I am today announcing the start of the first review of the feed-in tariffs (FITs) scheme for small-scale low-carbon electricity generation.
Decentralised renewables are vital to green growth and the FITs scheme has proved highly successful at stimulating growth, driving innovation, creating jobs and cutting carbon.
Since the scheme began last year more than 21,000 installations have registered to date. The vast majority of these are domestic installations, including solar panels, wind turbines and micro-hydro installations. The scheme is working well. The take-up of solar photovoltaic (PV) panels under FITs has been a success with 20,000 installations now registered. However there is room for improvement. I am concerned about the impact of super-size solar installations. I am also disappointed at the lack of farm-based anaerobic digestion plants currently accessing FITs.
In light of the economic and fiscal situation, inherited by the coalition, it is imperative that we take a more responsible and efficient approach to public subsidy, including where this subsidy is funded through energy bills. Specifically, the spending review committed to improving the efficiency of FITs and finding £40 million of savings, around 10%, in 2014-15.

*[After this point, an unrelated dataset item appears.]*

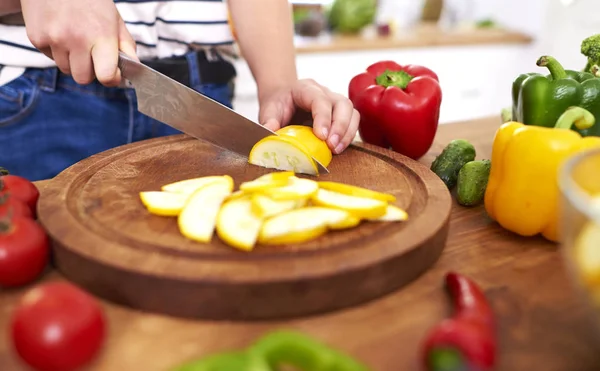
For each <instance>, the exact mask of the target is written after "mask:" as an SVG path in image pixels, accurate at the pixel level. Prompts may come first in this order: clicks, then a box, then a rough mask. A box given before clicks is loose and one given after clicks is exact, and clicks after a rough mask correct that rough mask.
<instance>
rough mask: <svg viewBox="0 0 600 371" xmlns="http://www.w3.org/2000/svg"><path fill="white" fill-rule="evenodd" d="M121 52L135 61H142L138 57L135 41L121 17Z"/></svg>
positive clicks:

Since the spending review, I have become increasingly concerned about the prospect of large-scale solar PV projects under FITs, which was not fully anticipated in the original scheme and could, if left unchecked, take a disproportionate amount of available funding or even break the cap on total funding. Several large solar installations have already received planning permission. Industry projections indicate there could be many more in the planning system. In light of this uncertainty, and the risk that such schemes could push FITs uptake off trajectory and may make the spending review savings difficult, I have decided to end the potential for damaging speculation and bring forward the review of the scheme to look at ways of correcting these early teething problems.
I recognise that industry needs a long-term plan for investment in which it can have full confidence. Today I am announcing a comprehensive evidence-based review of the FITS scheme and, to provide further certainty to the renewables industry, I can confirm that we also hope to publish next month measures to support renewable heat within the envelope agreed at spending review.
The FITs review will:
Assess all aspects of the scheme including tariff levels, administration and eligibility of technologies;
Be completed by the end of the year, with tariffs remaining unchanged until April 2012 (unless the review reveals a need for greater urgency);
Fast-track consideration of large-scale solar projects (over 50kW) with a view to making any resulting changes to tariffs as soon as practical, subject to consultation and parliamentary scrutiny as required by the Energy Act 2008.
Alongside the fast-track review of large-scale solar PV, we will also undertake a short study into the take-up of FITs for farm-based anaerobic digestion plants. Only two such projects have been accredited so far and by this point at least six were expected. We are looking again at the tariff rates inherited from the previous Administration to see if they are enough to make farm-based anaerobic digestion worthwhile.
Broad terms of reference for the review are available from www.decc.gov.uk/FITS and we are seeking views on specific issues to be considered. The Government will not act retrospectively and any changes to generation tariffs implemented as a result of the review will only affect new entrants into the FITs scheme. Installations which are already accredited for FITs at the time will not be affected.